States with Medicaid MCPs may have one of two arrangements to pay for school-based services. 

  • States may delegate the full scope of services to the MCP, which is then responsible for ensuring that services are available and accessible both in schools and in the community. 
  • States may exclude some or all SBSs from the services covered by their MCPs, and instead States are paying schools or LEAs directly via a fee-for-service delivery system, while MCPs pay for community-based services. 

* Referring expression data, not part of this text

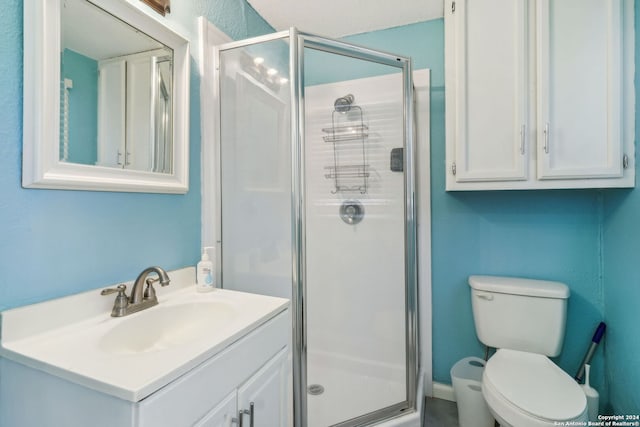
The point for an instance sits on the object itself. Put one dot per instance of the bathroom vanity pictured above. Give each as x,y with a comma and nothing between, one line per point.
193,360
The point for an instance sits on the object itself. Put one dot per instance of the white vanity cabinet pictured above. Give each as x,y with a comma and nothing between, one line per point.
539,94
262,398
253,371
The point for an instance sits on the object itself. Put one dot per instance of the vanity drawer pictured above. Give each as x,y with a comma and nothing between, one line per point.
187,399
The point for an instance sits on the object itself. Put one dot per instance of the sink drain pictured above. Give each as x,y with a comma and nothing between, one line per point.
315,389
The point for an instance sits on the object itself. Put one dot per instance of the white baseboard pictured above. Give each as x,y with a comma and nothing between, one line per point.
443,391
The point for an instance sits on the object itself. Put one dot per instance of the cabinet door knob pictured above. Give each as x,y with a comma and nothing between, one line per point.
546,138
243,412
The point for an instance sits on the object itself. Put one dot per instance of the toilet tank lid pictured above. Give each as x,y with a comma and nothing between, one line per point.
520,286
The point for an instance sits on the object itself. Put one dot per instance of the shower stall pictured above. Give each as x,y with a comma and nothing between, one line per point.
316,172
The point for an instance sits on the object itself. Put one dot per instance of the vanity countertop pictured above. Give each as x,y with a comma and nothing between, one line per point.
130,357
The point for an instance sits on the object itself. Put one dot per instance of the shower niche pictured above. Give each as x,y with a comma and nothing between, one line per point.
342,110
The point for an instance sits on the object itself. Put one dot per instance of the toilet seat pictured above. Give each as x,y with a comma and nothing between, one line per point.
529,389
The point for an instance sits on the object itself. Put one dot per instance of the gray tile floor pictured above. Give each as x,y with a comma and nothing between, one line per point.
440,413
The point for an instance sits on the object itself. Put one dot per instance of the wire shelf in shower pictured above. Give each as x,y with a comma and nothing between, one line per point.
344,176
346,133
347,124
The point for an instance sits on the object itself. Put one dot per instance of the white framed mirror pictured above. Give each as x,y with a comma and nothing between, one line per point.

In all cases, the Medicaid MCP must ensure that covered children receive the medically necessary services to which they are entitled under EPSDT. According to 42 CFR § 438.208, MCPs are responsible for coordination and continuity of care. For children who receive services in school, the MCP should coordinate with schools to ensure that any community-based medically necessary services are provided, while avoiding any duplication of services. MCPs should not be categorically or otherwise inappropriately disqualifying or decreasing community-based medically necessary services solely on the basis that the service is also being provided in a school setting. If the MCP is inappropriately disqualifying or decreasing medically necessary services, the State should remind the MCP of its contractual obligations. If the MCP is denying authorization for medically necessary services or decreasing the authorization of these medically necessary services, that would constitute an adverse benefit determination for which appeal rights are granted under Medicaid. 

We also remind states of our expectations related to EPSDT.  When a managed care delivery system is used to deliver some or all services required under the EPSDT benefit, states must identify, define, and specify the amount, duration, and scope of each service that the MCP is required to offer in their managed care plan contract. For example, if a MCP is expected to provide the full range of preventive, screening, diagnostic, and treatment services required, it must be clearly stated and described in the contract between the state and the plan. Alternatively, states may exclude some EPSDT services from a managed care delivery system and retain responsibility for them in an FFS delivery system, or contract with another MCP to provide those services.   Any benefits not provided by the MCP remain the responsibility of the state Medicaid agency, and if a plan excludes benefits over contractually specified limits, the state retains responsibility for medically necessary services above those limits.  Additionally, in accordance with 42 CFR 438.208(b), MCPs are required to implement procedures to deliver care to and coordinate services, including school-based services, with the services the enrollee receives from another managed care plan, in FFS Medicaid and from community and social support providers.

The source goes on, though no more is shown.